Rensselaer Journal, Volume 10, Number 42, Rensselaer, Jasper County, 28 March 1901 — An Affair of Honor. [ARTICLE]
An Affair of Honor.
Count Boni de Castellane has met M. de Rodays on the field of honor and inflicted upon him a wound which will give him some inconvenience and lay him up for a week. This settles matters very clearly; M. de Castellane is Innocent of the charges which de Rodays brought against him. The presence of his bullet in his adversary’s body affords its own convincing proof. The wound is sufficiently serious to show this, and yet not grave enough to give ground for the belief that M. de Rodays in his misrepresentations was guilty of wilful falsehood.
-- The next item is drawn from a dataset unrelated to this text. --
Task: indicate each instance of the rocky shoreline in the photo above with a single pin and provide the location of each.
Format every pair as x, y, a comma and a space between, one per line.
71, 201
If he had intentionally the truth undoubtedly would have been shown on the dueling field and M. de Rodays would have been lucky to get
off with his life. As it is, the result affords proof of both Boni’s innocence and of the unintentional character of De Roday’s wrongdoing. The shallowness of the latter’s claims 1b exposed in the fact that he did not even hit his adversary. Had he done so the verdict against Castellane would have been overwhelming. If each had shot the other it would have been known also that while Boni was guilty as charged his opponent was actuated by malign motives in making the charges. Fortunately it is unnecessary to speculate upon this proposition. M. de Rodays who was first punched into fighting and then shot for doing so, may not be ready to view the matter
in a proper and unprejudiced spirit, but Boni’s Innocence has been demonstrated to the satisfaction of such persons as still believe that the duel is not merely a foolish and wicked survival of an age of barbarism.